De kalfsvleesproducent (appellant) heeft de Nederlandse Voedsel- en Warenautoriteit (NVWA), handelend namens de Staatssecretaris van Economische Zaken, verzocht om toestemming voor wederinvoer. De NVWA heeft de wederinvoer van de producten geweigerd. In de uitspraak van het College van Beroep voor het bedrijfsleven (CBb) van 5 oktober 2016 is de vraag aan de orde of de NVWA de wederinvoer terecht heeft geweigerd.

Juridisch kader

Het verzoek om toestemming voor wederinvoer van de producten is beoordeeld aan de hand van de Richtlijn tot vaststelling van de beginselen voor de organisatie van de veterinaire controles voor producten die uit derde landen in de Gemeenschap worden binnengebracht (Richtlijn 97/78/EG).

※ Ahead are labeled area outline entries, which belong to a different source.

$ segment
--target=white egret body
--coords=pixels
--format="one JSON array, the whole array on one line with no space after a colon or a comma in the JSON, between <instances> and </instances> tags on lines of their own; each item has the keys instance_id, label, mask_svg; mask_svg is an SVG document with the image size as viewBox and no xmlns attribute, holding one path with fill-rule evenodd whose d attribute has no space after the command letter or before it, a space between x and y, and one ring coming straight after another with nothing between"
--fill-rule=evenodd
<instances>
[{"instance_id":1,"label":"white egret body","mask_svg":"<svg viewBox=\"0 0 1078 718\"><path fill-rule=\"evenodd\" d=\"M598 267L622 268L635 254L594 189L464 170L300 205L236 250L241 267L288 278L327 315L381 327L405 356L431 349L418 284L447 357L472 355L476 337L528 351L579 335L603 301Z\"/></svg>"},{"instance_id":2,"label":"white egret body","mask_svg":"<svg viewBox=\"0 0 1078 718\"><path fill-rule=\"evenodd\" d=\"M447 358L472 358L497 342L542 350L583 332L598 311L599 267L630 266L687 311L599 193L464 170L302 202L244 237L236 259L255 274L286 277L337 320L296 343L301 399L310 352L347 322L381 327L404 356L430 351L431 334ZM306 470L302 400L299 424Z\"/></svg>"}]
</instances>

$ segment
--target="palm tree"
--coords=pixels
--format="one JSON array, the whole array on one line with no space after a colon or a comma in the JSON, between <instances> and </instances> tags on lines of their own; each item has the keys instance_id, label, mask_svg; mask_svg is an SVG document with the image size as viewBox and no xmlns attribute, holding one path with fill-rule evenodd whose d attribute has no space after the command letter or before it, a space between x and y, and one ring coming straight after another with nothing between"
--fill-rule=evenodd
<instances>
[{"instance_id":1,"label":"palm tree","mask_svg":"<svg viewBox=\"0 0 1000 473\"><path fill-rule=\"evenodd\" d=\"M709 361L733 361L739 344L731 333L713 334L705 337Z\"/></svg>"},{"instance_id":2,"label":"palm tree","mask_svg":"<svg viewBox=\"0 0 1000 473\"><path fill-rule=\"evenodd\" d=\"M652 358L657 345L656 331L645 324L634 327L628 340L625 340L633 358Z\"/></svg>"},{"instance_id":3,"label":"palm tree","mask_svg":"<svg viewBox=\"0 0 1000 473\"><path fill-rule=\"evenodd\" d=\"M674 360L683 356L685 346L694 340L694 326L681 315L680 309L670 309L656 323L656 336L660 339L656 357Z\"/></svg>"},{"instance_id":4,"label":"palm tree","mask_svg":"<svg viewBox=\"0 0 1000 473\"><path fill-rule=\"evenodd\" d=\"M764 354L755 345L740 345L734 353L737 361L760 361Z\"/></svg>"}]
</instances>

In artikel 15 van de Richtlijn is bepaald wanneer een lidstaat toestemming geeft voor wederinvoer van een door een derde land geweigerde partij uit de Gemeenschap afkomstige producten. Een van deze voorwaarden is dat de voor wederinvoer aangeboden producten vergezeld moeten gaan van de (schriftelijke) garantie dat aan de voorwaarden inzake opslag en vervoer van de producten voldaan is en waarop gepreciseerd wordt dat de betrokken producten geen bewerking hebben ondergaan. Deze garantie wordt door de NVWA ook wel aangeduid als de non-manipulatieverklaring.

Oordeel CBb

Artikel 15 van de Richtlijn bevat specifieke bepalingen voor de situatie van wederinvoer in de Europese Unie (EU) van producten van de EU. Controles bij de wederinvoer vinden plaats, omdat producten van de EU die door een derde land worden geweigerd en naar de EU worden teruggezonden, worden geacht niet langer aan de communautaire bepalingen te voldoen. Er mogen geen partijen uit een derde land in de EU worden binnengebracht die niet de bij de Richtlijn voorgeschreven veterinaire controles ondergaan hebben.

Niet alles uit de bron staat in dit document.